Leni Alexander (1924–2005)

Leni Alexander © Archiv Frau und Musik
Leni Alexander © Archiv Frau und Musik

Leni Alexander was a committed artist throughout her life: her work was marked by experiences of repression, political action, and an irrepressible interest in her fellow human beings. Life and art were inseparable for her. The musical genre for which she became famous therefore seems almost symptomatic: Radio theatre. Her autobiographical radio plays allow Leni Alexander’s life to be told also through her works.

Life Is Shorter Than A Winter’s Day or Par quoi? À quoi? Pour quoi? (WDR 1989)

“Discha, Discha…”: the radio play begins with these calls. It is based on the experiences of Leni Alexander, who was called Discha by her stepfather – a Jewish girl suffering the horrors of fascism. Between the descriptions of her school days, Alexander mixes arrangements of her own music, Yiddish songs, but also Chilean protest songs. The latter was because the events in Chile thirty-five years later awakened memories in her of her flight from Germany.

Alexander was nine years old when the National Socialists came to power in Germany in 1933. Together with her mother, the singer Ilse Pollack, and her stepfather Siegfried Urias, she experienced the repression against Jewish citizens in Hamburg.

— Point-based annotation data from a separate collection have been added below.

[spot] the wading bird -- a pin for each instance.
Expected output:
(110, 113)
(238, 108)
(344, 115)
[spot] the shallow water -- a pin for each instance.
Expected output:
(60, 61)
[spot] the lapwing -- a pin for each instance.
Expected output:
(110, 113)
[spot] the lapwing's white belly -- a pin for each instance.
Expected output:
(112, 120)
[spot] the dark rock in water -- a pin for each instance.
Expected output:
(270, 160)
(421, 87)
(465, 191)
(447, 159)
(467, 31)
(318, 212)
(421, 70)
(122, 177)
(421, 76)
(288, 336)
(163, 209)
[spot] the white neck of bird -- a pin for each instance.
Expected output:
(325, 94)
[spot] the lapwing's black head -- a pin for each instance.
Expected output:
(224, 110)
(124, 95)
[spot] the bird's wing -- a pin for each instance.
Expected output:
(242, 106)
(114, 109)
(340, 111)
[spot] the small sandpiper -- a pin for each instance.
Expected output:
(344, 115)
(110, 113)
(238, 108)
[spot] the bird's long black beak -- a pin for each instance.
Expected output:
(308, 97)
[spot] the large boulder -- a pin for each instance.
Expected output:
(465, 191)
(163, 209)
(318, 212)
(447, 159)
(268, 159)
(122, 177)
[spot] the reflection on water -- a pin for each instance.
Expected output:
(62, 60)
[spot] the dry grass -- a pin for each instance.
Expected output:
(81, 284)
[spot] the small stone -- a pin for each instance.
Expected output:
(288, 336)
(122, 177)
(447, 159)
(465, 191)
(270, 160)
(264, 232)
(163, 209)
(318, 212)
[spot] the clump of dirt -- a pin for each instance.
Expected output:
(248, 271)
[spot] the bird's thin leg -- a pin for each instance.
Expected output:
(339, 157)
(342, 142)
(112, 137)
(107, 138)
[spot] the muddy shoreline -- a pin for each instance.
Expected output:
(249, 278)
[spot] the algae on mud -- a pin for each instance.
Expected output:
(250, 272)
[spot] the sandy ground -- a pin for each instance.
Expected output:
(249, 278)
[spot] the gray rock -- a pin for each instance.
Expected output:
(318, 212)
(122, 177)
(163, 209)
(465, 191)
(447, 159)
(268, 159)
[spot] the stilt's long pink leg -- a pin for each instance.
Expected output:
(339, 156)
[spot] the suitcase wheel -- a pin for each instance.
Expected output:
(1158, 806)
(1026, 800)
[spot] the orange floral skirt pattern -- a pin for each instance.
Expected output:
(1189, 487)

However, it was not until the pogrom night in 1939 that the family was forced to flee. In her exile in Chile, Leni Alexander soon received music lessons again, and later studied psychology at Montessori education. In 1949 she also began studying composition with the Dutch composer Fré Focke. Through him, Alexander got to know new musical worlds:

“I felt that doors were opening whose existence had been unknown to me until then. Behind these doors I was able to discover a music, a way of thinking about and listening to music that was a revelation to me from that moment on.”

In 1954, Alexander received a scholarship from the French state, and was able to establish close contacts in Europe with composers such as René Leibowitz, Olivier Messiaen, Bruno Maderna, and Luigi Nono. As formative as her work with the European avant-gardes was, she was at odds with their sometimes elitist understanding of art, in which – according to Alexander – technique took precedence over musical creativity. Perhaps it was due to her rejection of politically rigid systems that she also avoided any dogmatism in music, but also as well as clear hierarchies. Most of her compositions are atonal, and assign a high degree of co-responsibility and freedom of choice to the performers.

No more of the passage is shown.